Decision Tree Model Training

Code
# Decision Tree Model
decision_tree_model <- rpart(loan_status ~ loan_amnt + int_rate + dti + term + grade + home_ownership + verification_status + loan_to_income,
                             data = train_set, method = "class")

# Predict on the test set using decision tree
tree_probs <- predict(decision_tree_model, newdata = test_set, type = "prob")
test_set$tree_pred <- ifelse(tree_probs[, 2] > 0.5, 1, 0)

# Ensure levels align for confusion matrix
test_set$tree_pred <- factor(test_set$tree_pred, levels = c(0, 1))

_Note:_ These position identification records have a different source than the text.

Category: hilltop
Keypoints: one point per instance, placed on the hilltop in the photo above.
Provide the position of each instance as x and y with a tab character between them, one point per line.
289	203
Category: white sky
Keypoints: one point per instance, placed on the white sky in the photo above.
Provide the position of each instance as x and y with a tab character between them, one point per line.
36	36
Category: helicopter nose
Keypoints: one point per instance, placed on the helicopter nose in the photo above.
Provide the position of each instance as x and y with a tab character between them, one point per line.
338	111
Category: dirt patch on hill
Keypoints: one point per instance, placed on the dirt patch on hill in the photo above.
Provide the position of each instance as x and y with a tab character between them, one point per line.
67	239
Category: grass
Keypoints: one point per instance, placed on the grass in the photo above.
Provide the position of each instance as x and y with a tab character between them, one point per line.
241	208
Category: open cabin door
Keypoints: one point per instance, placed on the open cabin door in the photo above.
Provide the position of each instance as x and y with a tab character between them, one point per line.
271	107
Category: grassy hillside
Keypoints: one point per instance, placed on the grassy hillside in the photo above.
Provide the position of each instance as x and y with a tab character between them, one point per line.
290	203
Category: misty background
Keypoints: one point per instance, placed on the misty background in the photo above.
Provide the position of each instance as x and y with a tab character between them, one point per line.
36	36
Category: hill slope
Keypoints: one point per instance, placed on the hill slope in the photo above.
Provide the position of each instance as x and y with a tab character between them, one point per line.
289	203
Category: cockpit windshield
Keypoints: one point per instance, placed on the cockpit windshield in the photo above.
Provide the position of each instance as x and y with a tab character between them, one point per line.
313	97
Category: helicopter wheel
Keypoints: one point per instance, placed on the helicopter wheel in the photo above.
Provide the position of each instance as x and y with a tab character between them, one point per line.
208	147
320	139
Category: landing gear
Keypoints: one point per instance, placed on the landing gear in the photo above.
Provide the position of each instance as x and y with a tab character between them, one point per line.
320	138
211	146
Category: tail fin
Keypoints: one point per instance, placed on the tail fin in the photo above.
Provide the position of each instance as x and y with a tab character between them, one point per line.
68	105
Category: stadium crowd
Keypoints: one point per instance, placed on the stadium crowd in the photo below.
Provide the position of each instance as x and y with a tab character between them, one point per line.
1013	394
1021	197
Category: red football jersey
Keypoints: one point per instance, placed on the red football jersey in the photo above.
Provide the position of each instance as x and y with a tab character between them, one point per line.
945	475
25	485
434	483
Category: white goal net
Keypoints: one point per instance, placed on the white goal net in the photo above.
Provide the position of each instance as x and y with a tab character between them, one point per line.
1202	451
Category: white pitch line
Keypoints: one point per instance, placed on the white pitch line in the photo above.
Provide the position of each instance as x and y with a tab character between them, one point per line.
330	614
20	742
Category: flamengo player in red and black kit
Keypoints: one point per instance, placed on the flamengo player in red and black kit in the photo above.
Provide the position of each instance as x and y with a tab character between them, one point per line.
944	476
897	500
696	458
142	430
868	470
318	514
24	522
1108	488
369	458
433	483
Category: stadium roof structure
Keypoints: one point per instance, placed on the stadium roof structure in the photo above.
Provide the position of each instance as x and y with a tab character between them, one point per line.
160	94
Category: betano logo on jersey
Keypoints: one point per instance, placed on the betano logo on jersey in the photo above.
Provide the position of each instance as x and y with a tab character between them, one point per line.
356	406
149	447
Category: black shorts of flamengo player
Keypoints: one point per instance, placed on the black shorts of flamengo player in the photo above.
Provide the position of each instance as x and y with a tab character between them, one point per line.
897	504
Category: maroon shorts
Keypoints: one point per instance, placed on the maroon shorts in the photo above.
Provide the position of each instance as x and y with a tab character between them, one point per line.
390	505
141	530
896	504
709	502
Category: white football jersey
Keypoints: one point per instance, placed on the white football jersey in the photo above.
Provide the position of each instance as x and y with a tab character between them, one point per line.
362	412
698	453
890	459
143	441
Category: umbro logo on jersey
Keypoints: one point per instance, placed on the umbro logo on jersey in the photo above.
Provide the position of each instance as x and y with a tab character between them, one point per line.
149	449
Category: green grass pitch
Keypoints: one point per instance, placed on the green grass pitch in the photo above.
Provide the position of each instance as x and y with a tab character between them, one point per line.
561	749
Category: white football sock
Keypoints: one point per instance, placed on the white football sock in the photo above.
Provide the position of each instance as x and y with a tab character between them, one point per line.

# Confusion matrix for decision tree
tree_confusion <- confusionMatrix(test_set$tree_pred, test_set$loan_status)
print(tree_confusion)
Confusion Matrix and Statistics

          Reference
Prediction    0    1
         0 4634  766
         1    0    0
                                          
               Accuracy : 0.8581          
                 95% CI : (0.8486, 0.8674)
    No Information Rate : 0.8581          
    P-Value [Acc > NIR] : 0.5096          
                                          
                  Kappa : 0               
                                          
 Mcnemar's Test P-Value : <2e-16          
                                          
            Sensitivity : 1.0000          
            Specificity : 0.0000          
         Pos Pred Value : 0.8581          
         Neg Pred Value :    NaN          
             Prevalence : 0.8581          
         Detection Rate : 0.8581          
   Detection Prevalence : 1.0000          
      Balanced Accuracy : 0.5000          
                                          
       'Positive' Class : 0               
                                          
Code
# ROC and AUC for decision tree
tree_roc <- roc(as.numeric(as.character(test_set$loan_status)), tree_probs[, 2])
tree_auc <- auc(tree_roc)
cat("Decision Tree AUC:", tree_auc, "\n")
Decision Tree AUC: 0.5 
Code
plot(tree_roc, main = "ROC Curve for Decision Tree", col = "red")

Compare Model Performance

Code
# Compare Performance
cat("\nComparison of Models:\n")

Comparison of Models:
Code
cat("Logistic Regression Accuracy:", logistic_confusion$overall["Accuracy"], "\n")
Logistic Regression Accuracy: 0.8585185 
Code
cat("Decision Tree Accuracy:", tree_confusion$overall["Accuracy"], "\n")
Decision Tree Accuracy: 0.8581481 
Code
if (logistic_auc > tree_auc) {
  cat("Logistic Regression performs better based on AUC.")
} else if (logistic_auc < tree_auc) {
  cat("Decision Tree performs better based on AUC.")
} else {
  cat("Both models perform equally well based on AUC.")
}
Logistic Regression performs better based on AUC.